Back Yard Brewer said:


> Unless you are an above average welder you may have issues welding something that thin. I have muddled around a fair bit when I built my brewery and found welding the thin gear can create havic. Practice, practice, practice.......
> 
> BYB



All i can say is weld fast and at low enough amps. *IF* the pots are cheap enough for u, maybe get a third one and do a heap of practise runs. get ur settings right, so u dont have heaps of blow throughs and stuff ur chance at a good conical.

When u have a bbq with ur mates and show off ur brewery, u can say "yep, this took me a couple of hours to knock 2gether"...... h34r: 

I have welded my vessels with a mig, ss wire of coarse! keep an eye out on the forum for my herms setup when i post it up! 

EDIT: SPELLING, AND FORGOT TO PUT STUFF IN!


----------



## praxis178 (10/9/10)

Back Yard Brewer said:


> Unless you are an above average welder you may have issues welding something that thin. I have muddled around a fair bit when I built my brewery and found welding the thin gear can create havic.
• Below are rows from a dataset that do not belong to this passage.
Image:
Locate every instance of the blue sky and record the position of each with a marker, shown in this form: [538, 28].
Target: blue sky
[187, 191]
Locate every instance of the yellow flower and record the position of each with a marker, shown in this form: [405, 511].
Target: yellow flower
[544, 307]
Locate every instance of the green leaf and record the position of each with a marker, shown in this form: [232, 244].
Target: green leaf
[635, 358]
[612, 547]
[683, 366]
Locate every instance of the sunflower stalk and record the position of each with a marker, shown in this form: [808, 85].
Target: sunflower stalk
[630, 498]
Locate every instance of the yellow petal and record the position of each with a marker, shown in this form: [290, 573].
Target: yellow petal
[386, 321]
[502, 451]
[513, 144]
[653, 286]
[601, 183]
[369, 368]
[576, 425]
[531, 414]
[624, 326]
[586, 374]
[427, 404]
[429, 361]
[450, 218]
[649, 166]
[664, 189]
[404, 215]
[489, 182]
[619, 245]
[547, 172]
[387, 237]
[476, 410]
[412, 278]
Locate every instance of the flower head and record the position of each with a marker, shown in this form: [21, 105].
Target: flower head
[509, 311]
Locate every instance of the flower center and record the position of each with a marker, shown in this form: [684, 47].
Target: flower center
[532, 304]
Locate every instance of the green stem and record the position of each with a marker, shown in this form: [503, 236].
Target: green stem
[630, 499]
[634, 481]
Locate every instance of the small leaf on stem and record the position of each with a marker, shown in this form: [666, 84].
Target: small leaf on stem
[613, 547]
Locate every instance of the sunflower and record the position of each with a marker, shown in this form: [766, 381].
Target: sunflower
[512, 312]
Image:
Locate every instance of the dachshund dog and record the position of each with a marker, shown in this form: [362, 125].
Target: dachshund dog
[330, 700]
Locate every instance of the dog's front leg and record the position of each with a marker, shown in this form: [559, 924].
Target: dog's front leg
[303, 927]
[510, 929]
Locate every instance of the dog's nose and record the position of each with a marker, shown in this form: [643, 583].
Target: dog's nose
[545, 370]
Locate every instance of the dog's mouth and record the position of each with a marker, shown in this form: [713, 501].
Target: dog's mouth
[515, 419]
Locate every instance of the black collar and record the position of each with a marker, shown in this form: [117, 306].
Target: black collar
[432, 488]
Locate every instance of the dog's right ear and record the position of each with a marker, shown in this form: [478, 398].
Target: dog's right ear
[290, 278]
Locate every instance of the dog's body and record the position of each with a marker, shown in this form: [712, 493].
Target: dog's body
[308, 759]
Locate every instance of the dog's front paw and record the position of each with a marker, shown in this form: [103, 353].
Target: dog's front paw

Practice, practice, practice.......
> 
> BYB



Yeah that is one of my main concerns, on the plus side just about all joins are lap style with the weld on the inside (so it can be ground down smooth). 

The ones that I feel will be most problematic are the thin wall to pipe nipple welds, getting enough heat into the nipples without slagging the rest of the fermenter will be fun..... :blink:


----------



## praxis178 (11/9/10)

_WALLACE_ said:


> I think plastic welding is a brilliant idea, just get the same or compatible filler rod as the materials u are welding/soldering. The funnel might be PVC, but the fermenter is something else. tell ur plastic fabrication supplier what u r doing, they should help u out!
> 
> 
> 
> ...



Will be on the look out, I hope my TIG will go low enough, but the min is 10amps, so will probably just have to make do. The bottom of the pots (have four) will yield the leg mounting gussets and plenty of scrap to practice on so hopefully by next weekend (when I should have all the parts in the one space) I'll have the hang of TSW (TIGing Thin Shit). :unsure: 

Right I'm off to cut up some pots!


----------



## praxis178 (11/9/10)

Thomas J. said:


> Will be on the look out, I hope my TIG will go low enough, but the min is 10amps, so will probably just have to make do. The bottom of the pots (have four) will yield the leg mounting gussets and plenty of scrap to practice on so hopefully by next weekend (when I should have all the parts in the one space) I'll have the hang of TSW (TIGing Thin Shit). :unsure:
> 
> Right I'm off to cut up some pots!



Pot 'A' now fits pot 'B', giving a cylinder of ~40L volume, so with the conical bottom that should give me a maximum capacity of 47L and a safe working capacity of ~40L which is about what I need to do double batches, so now for the hard bit: waiting for parts to arrive.....


----------



## praxis178 (15/9/10)

So after much f*+k arsing around welding the scraps from pot A, I've decided that while I can weld it with reasonable consistency it's right at the cusp of the finest that my TIG will do, even at minimum the amps are a tad high, so I've ordered a piece of stainless steel sheet which a mate of mine will roll into a cylinder for me. Down side to that is the new material is 1.2mm which was the thinest the supplier had in stock, I could have gone thinner if I had wanted to buy a whole sheet.....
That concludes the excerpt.